Post n°733 pubblicato il 02 Aprile 2012 da giampi1966
 
Tag: alternativa comunista, C.G.I.L., Calabria, capitalismo, casta, Cobas, coerenza politica, comunicazione, comunismo, confederali, coraggio, coscienza di classe, cosenza, costituzione italiana, cure, democrazia, depistaggi, diritti delle donne, eccidio marzotto, ecologia e ambiente, economia, fascismo, giornalismo, giustizia, inquinamento, Italia, lavoro, libertà, lotta, lotte studentesche, magistratura, malattie, marxismo, marzotto praia, meridione, mondo del lavoro, moralità, natura, osservatorio politico, parlamento, partiti, politica, pomigliano, R.D.B., rivoluzione, salute, sanità, sciopero, sindacalismo rivoluzionario, sindacato, sinistra, Slai Cobas, squallore politico, stampa, storia contemporanea, storia politica, stragi, strategia della tensione, sud, unità d'Italia, USB, welfare

 

Le seguenti storie paiono slegate ma non è così, sono eplicative di un modello socio/economico verso il quale ci stiamo velocemente avviando, i teologi di questo modello sono molti e tutti non ne verrebbero coinvolti perché a pagare saranno i milioni di lavoratori che subiranno un sistema lavorativo ottocentesco.

Questa gente (Ichino, Marchionne, Fornero, Monti, alcuni giornalisti, il PD, il PDL, i sindacati concertativi ecc….), in nome della presunta modernità, che rappresenta in realtà il ritorno agli anni 50, auspicano un mondo del lavoro dove i lavoratori diventano dei semplici strumenti di produzione, da sfruttare e da gettare via quando usurati o quando danno fastidio.

 

Processo Marlane Marzotto: dov’è la giustizia ?

 

Si apre con la notizia di altri due decessi tra gli ex-lavoratori  la giornata dell’ennesima udienza preliminare del processo alla Marlane Marzotto.

Un udienza infinita, cominciata alle ore 9.00 di mattina e terminata alle 17.00 circa, scandita dai freddi interventi dei “principi del foro” (tra cui gli studi degli avv.

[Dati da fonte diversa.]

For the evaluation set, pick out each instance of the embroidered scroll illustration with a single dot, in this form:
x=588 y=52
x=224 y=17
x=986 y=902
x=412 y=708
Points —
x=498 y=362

Ghedini e Pisapia) chiamati a difesa dei responsabili di una strage senza precedenti.

Interventi di sola elencazione di eccezioni e nomi, una perdita di tempo evitabile con la semplice presentazione delle memorie, peraltro già preparate da tutti gli avvocati e poi consegnate al giudice.

Ma l’allungamento dei tempi, da un anno circa si è ancora alle udienze preliminari, serve ad arrivare alla prescrizione…forse il vero obiettivo degli indagati.

Di certo le circa 300 costituzioni di parte civile contro gli imputati e le aziende, tra le quali la Cgil, le istituzioni locali ed alcuni comuni anche limitrofi, associazioni ambientaliste ed altri, hanno ulteriormente pesato sui tempi del processo.

Quel disastro ambientale dovuto alla totale mancanza di ogni minimo criterio di sicurezza, in quella che era una delle più importanti fabbriche tessili d’Italia, ha ucciso per tumore centinaia di persone, ma sembra totalmente estraneo a questo processo.

L’azienda fu fondata negli anni ’50 dal conte Rivetti e produceva tessuti, per lo più divise militari.

I reparti erano divisi tra loro da mura.

Poi nel 1969 passò nelle mani dell’ Eni – Lanerossi e, successivamente, nel 1987, al gruppo Marzotto per 173 miliardi di lire.

Per i 200 lavoratori espulsi la finanziaria dell’Eni mise a disposizione, per ognuno di loro, 44 milioni per una riallocazione occupazionale mai avvenuta.

La fabbrica, appena gestita dalla Lanerossi, tolse le mura divisorie e così divenne tutto un ambiente unico in cui convergevano tessitura e orditura, filatura e tintoria e così i fumi provenienti dalle sostanze chimiche della coloritura si espandevano ovunque.

Non c’erano aspiratori funzionanti e gli operai gettavano i coloranti in vasche aperte senza alcuna protezione.

Nella fabbrica c’era anche l’amianto presente nelle pastiglie dei freni dei telai, che, consumandosi, emettevano polveri respirate da tutti.

A fine giornata veniva “donata” una busta di latte ad ogni lavoratore, unico rimedio ai veleni respirati durante tutto il turno di lavoro.

Nel 1996 la tintoria veniva chiusa.

I danni sembrano anche estesi all’ambiente circostante. Dietro la Marlene Marzotto ci sono scavi in cui sono stati rinvenuti rifiuti tossici.

La dura verità, la realtà, rimane fuori da quest’aula.

Si legge, si respira, nei visi stanchi dei parenti delle vittime, sinora 160, negli occhi dei lavoratori colpiti dal male, altri 100.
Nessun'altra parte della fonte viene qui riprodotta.